NATO yani Kuzey Atlantik Paktı 60 girerken "NATO üyeliği aslında Türkiye'nin kimlik arayışının ve toplumsal yapısının bir trajedisini oluşturuyor" diyen Doç. Dr. Haluk Gerger o trajediyi şöyle açıklıyor:
"Türkiye Cumhuriyetinin kuruluşundaki Kemalist ideoloji yani düzenin meşruiyet temeli aslında batılılaşmaya dayanıyordu. 'Muasır medeniyet seviyesi' söylemi batılılaşmak isteğinin göstergesiydi. Yeni Cumhuriyet Ortadoğu'dan tümüyle koparak batıya gitmek derdindeydi. NATO'nun kurulmasıyla birlikte batı Türkiye'ye NATO üyeliliğin yani batılılaşmanın koşulunun Ortadoğu'ya gitmek olduğunu dayattı."
Türkiye'nin batılılaşma ikileminin trajedisi
Gerger'e göre NATO'nun 'batılılaşmak istiyorsan Ortadoğu'da batının çıkarlarını savunacaksın' mesajıyla başlattığı itme süreci böylelikle Türkiye'yi hem iç hem de dış siyasetinde yapısal olarak kimlik ikilemine düşürdü.
"ABD Ortadoğu Türkiye" kitabının da yazarı Doç. Dr. Gerger, 2. Dünya savaşı sonrasında NATO'nun hem Türkiye'nin iç yapısını hem de dolayısıyla dış siyasetini doğrudan biçimlendirdiğini söylüyor.
NATO'nun sanıldığından çok daha etkin olduğunu vurgulayan Gerger "Türkiye'nin iç siyasetinde ordunun organizasyonuna kadar pek çok etkisi olsa da esas etkisi bugüne kadar uzanmıştır" diyor.
"Birincisi psikolojik savaş aygıtı yarattı, bugün adına derin devlet deniyor. İkincisi ve belki daha da önemlisi işçi hareketini ve ona bağlı olarak sosyalist hareketini 'dış gücün iç uzantısı, iç düşman'ı haline getirdi. Böylece de Türkiye'nin düşünce hayatını çoraklaştırıp, demokratikleşmesi önünde büyük bir engel oluşturdu, bu anlamda kurumsal gelişimi çarpıtarak bozdu. "

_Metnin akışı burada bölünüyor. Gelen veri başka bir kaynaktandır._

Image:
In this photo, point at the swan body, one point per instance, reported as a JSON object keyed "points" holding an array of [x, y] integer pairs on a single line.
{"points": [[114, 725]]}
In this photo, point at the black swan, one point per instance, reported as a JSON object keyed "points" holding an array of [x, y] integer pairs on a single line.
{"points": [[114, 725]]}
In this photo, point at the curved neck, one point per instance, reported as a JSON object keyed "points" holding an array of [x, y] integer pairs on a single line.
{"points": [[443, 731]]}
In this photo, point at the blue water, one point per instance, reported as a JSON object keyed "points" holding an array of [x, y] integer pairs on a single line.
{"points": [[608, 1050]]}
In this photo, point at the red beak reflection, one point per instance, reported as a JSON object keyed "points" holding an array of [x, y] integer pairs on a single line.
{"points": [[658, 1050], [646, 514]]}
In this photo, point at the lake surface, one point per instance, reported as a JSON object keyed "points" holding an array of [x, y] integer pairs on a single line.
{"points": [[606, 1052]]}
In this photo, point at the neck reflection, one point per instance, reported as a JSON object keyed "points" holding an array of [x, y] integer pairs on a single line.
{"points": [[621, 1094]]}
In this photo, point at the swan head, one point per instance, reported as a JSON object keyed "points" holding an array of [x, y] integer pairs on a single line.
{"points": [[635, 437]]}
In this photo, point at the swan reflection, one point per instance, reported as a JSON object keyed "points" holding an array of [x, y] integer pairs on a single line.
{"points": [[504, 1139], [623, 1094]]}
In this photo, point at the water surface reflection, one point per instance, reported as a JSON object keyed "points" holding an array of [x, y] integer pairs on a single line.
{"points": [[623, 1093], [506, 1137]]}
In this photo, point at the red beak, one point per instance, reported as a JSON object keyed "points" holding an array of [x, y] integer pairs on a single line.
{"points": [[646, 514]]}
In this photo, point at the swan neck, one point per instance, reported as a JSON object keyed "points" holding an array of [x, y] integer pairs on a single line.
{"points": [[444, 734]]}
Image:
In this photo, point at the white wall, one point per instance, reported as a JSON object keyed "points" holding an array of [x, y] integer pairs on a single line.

"Türkiye'nin Ortadoğu'daki tetikçilik rolü de derinleşti"
Türkiye'nin dış siyasetine ilişkin NATO'nun etkisine dairse Gerger, tespitlerini şöyle sıralıyor:
"NATO, Türkiye'ye iki görev vermişti: Doğu-batı ekseninde verdiği sosyalizm düşmanlığı Sovyetler Birliği'nin ortadan kalkmasıyla yok oldu. Kuzey-güney eksenindeyse Ortadoğu odağında ezilen halklara karşı emperyalizmin savunuculuğunu yapıp tetikçi olmak görevi, bugün genişleyerek sürüyor. Çünkü NATO, sorumluluk alanı tüm dünyayı kapsar biçime getirip evrensel bir güç haline geldi. Halkların demokratik talepleri de kriminalize edildi. Türkiye de eskiden sadece Ortadoğu'yu odakta tutarken bugün Afganistan'a kadar uzandı."
"60 yıl yeter!"
Gerger, NATO'nun Türkiye'nin dış siyasetindeki bu rolünün iç siyasette de yozlaşmaya, çürümeye, şovenizmi ve militarizmi tetiklediğine dikkat çekiyor.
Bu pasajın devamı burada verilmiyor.